Varicocele is a congenital vascular anomaly in the venous structure of testicles. It progresses with age to cause impairment of sperm production. In very advanced cases, the testicle size may be reduced and testosterone production may be impaired. Some males may experience pain in the testicles or groin, in addition to impaired sperm production. Although usually the left testicle is involved, it can affect both testicles. According to WHO 1992 data on the seminal analysis of 9043 males, varicocele was detected in 25% of males with irregular sperm parameters and 12% of those with normal sperm parameters. In another study, 35 to 40% of males who presented with infertility had a varicocele.
Increased vascularization and reduce venous flow disrupt testicular function by:
2-disrupting oxygenation of the tissue, and
3-causing accumulation of harmful contaminants from the kidneys and adrenal glands.
It also disrupts motility, reduces the number or quality of sperms that were actually produced. These effects usually result in a reduced sperm count, structural impairment, and motility problems on the spermiogram. Meanwhile, despite the increased number of Leydig cells in the testicle, which are involved in testosterone secretion, the amount of testosterone secreted is functionally diminished.
Physical examination is the most important diagnostic method. It is diagnosed by palpation of the vascular and nerve constructs, so-called the cord, leading to the testicle. The examination aims to determine the dilated vascular structure by instructing the patient to cough or strain himself to increase pressure in the abdominal cavity. Varicocele palpated solely by straining is classified as Grade 1; if palpated without straining when standing up, it is classified as Grade 2; and if the vascular structure is visible from the outside, it is classified as Grade 3.
Doppler ultrasound may be ordered for differential diagnosis in cases where a definitive diagnosis cannot be made palpation alone. During the 2002 annual meeting of the American Urological Association, it was reported that varicocele detectable solely by ultrasound examination was not clinically significant and did not warrant surgery.
Treatment involves surgically tying the vessels by microscopic surgery by access through the groin. Performing the operation under microscopy allows clearer identification of the vessels and careful avoidance of the testicular artery. Surgical intervention using this method increases the rate of success and reduces the probability of complications.
Treatment of varicocele is surgical, and it is called varicocelectomy. In adult males, treatment of varicocele is indicated by the detection of clinical varicocele, affected sperm parameters (low count and/or low motility and/or deformity), inability to achieve impregnation naturally for 1 year, and absence of any female factors. Testicular pain may also be indicative of treatment in some men with clinical varicocele. In an adolescent varicocele, surgical treatment may be indicated by 2 mL or less shrinkage compared to the opposite testicle (usually in comparison to the right testicle), softer consistency, and presence of grade 3 varicocele.
Classic inguinal open surgery, laparoscopic surgery, radiologic embolization, or subinguinal microscopic surgery may be used for surgical treatment of varicocele. But today, subinguinal surgery is the most widely accepted method.
It allows the clear distinction of cord elements, i.e. artery, vein, and lymphatics, preventing damage to the testicular artery. The operation aims to distinguish dilated veins and tie them completely. For this reason, the venous structures inside the cord and wide veins outside the cord are easily identified and tied. This increases the success chance of the operation. The probability of recurrent varicocele – actually, the oversight of existing veins during surgery – is minimized.

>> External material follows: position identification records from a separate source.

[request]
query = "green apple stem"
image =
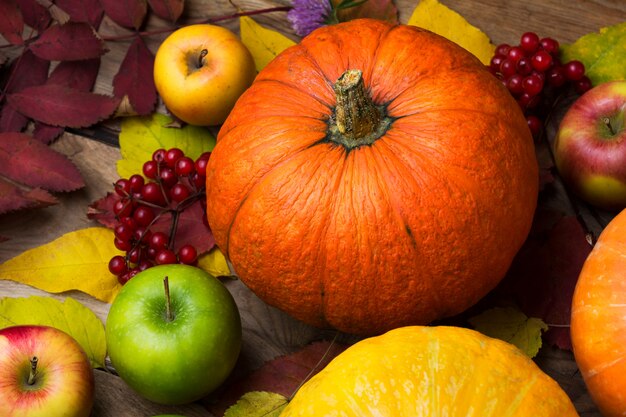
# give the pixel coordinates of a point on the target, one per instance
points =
(33, 370)
(168, 301)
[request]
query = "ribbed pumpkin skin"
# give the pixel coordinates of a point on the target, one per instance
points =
(417, 226)
(427, 372)
(598, 325)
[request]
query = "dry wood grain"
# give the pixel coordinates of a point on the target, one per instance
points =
(268, 332)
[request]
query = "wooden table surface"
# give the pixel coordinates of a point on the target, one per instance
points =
(269, 333)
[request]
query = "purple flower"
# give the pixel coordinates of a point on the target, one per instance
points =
(308, 15)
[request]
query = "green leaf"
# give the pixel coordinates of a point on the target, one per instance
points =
(513, 326)
(264, 44)
(603, 53)
(258, 404)
(141, 136)
(69, 316)
(75, 261)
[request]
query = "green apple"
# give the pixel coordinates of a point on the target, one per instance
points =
(590, 146)
(173, 333)
(43, 372)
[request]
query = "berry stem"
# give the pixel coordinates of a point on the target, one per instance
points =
(33, 370)
(168, 301)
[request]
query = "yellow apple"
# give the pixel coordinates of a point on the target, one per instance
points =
(200, 71)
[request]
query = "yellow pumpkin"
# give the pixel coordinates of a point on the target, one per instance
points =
(424, 371)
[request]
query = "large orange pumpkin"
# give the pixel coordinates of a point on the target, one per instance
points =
(427, 372)
(598, 325)
(394, 195)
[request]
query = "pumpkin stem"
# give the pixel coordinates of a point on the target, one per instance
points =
(356, 114)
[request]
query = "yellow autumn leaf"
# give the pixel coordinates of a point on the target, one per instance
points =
(75, 261)
(434, 16)
(214, 263)
(264, 44)
(69, 316)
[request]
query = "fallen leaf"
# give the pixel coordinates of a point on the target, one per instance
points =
(512, 326)
(436, 17)
(126, 13)
(141, 136)
(264, 44)
(88, 11)
(35, 15)
(603, 53)
(134, 78)
(282, 375)
(75, 261)
(258, 404)
(69, 316)
(58, 105)
(47, 168)
(73, 41)
(214, 262)
(11, 22)
(167, 9)
(27, 70)
(14, 198)
(374, 9)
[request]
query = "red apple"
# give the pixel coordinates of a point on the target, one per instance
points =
(43, 373)
(590, 146)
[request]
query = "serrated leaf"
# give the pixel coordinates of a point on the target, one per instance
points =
(264, 44)
(75, 261)
(88, 11)
(35, 15)
(214, 262)
(134, 78)
(69, 316)
(14, 198)
(46, 168)
(141, 136)
(167, 9)
(434, 16)
(11, 22)
(513, 326)
(603, 53)
(258, 404)
(69, 42)
(127, 13)
(58, 105)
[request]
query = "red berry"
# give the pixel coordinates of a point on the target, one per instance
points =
(187, 255)
(165, 256)
(117, 265)
(529, 42)
(574, 70)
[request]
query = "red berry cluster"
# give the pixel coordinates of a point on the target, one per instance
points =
(170, 183)
(535, 76)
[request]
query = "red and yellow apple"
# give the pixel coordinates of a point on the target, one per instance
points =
(590, 146)
(43, 372)
(200, 71)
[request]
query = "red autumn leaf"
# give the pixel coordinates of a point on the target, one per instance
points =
(46, 168)
(35, 15)
(88, 11)
(375, 9)
(167, 9)
(135, 80)
(69, 42)
(11, 22)
(80, 75)
(58, 105)
(544, 273)
(127, 13)
(14, 198)
(27, 70)
(282, 375)
(190, 229)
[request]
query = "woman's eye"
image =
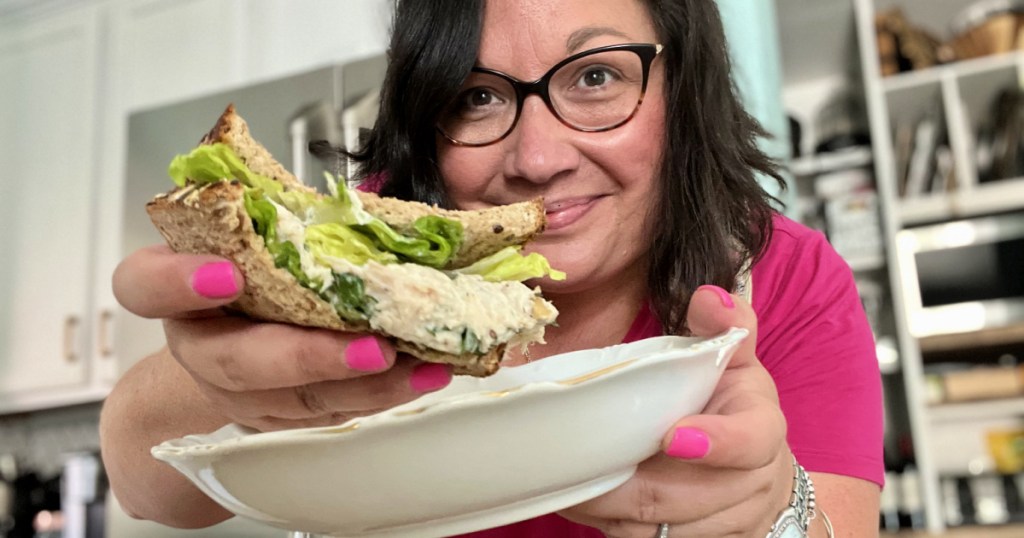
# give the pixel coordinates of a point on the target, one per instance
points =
(595, 78)
(479, 97)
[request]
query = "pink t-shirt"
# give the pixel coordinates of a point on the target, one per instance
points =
(814, 340)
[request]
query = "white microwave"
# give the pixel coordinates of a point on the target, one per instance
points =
(964, 276)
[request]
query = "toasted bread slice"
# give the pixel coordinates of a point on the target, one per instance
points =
(486, 231)
(212, 219)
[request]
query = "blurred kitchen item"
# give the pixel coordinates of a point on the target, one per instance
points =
(8, 471)
(989, 499)
(983, 382)
(1007, 449)
(83, 500)
(901, 45)
(316, 121)
(1000, 138)
(911, 506)
(986, 27)
(952, 511)
(841, 123)
(964, 276)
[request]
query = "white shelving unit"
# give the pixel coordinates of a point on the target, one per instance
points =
(963, 91)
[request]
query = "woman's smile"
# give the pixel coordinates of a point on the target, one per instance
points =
(563, 213)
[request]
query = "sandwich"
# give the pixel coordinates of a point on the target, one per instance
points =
(445, 286)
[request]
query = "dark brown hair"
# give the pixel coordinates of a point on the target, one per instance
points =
(711, 215)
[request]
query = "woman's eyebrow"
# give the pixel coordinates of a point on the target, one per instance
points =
(580, 37)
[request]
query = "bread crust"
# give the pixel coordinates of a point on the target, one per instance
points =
(212, 219)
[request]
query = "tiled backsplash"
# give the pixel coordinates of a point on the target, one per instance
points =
(40, 440)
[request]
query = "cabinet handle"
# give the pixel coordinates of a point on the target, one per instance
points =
(105, 328)
(71, 329)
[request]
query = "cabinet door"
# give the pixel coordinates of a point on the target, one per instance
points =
(287, 37)
(47, 159)
(170, 50)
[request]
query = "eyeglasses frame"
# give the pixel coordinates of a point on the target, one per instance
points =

Numerous studies were conducted to answer this question. An average of 70% improvement of the overall semen quality (count, motility, and morphology) has been reported. The improvement of the seminal parameters is proportional to the baseline sperm quality before the operation. In other words, significant improvement should not be expected in patients whose parameter values were very low (count, motility, morphology) before the operation.
Because the production of sperms takes 3 months, the seminal analysis should be performed at least 3 months after the operation. Improvement of seminal parameters may extend over 6 to 12 months.
This question was also investigated in a number of controlled and uncontrolled studies. Many studies have reported an increased rate of 20 to 50% in the impregnation rates. Controlled studies have reported that impregnation rates were increased 2-fold in the group of patients who had varicocelectomy, compared to controls (35% vs 15-20%).
In a study of 200 males who underwent varicocelectomy, a pregnancy rate of 50% was observed over 2 years of monitoring. In 60% of the couples who achieved impregnation, the baseline sperm count of the male partner was above 5 million/mL, and the spouses of males with a sperm count of 5 million/mL or less were impregnated 8% of the time. Another study reported an increased chance of pregnancy in males who underwent varicocelectomy with a total motile sperm count of higher than 5 million/mL.
Some studies in recent years have report sperm ejaculation in azoospermic males after varicocelectomy. However, pathological assessment of the males who benefited from varicocelectomy showed arrested maturation of sperms at the spermatid stage or very few spermatozoa in the tubules (hypospermatogenesis). It has been reported that this operation did not result in sperm ejaculation in males with early-stage maturation arrest or germ cell aplasia.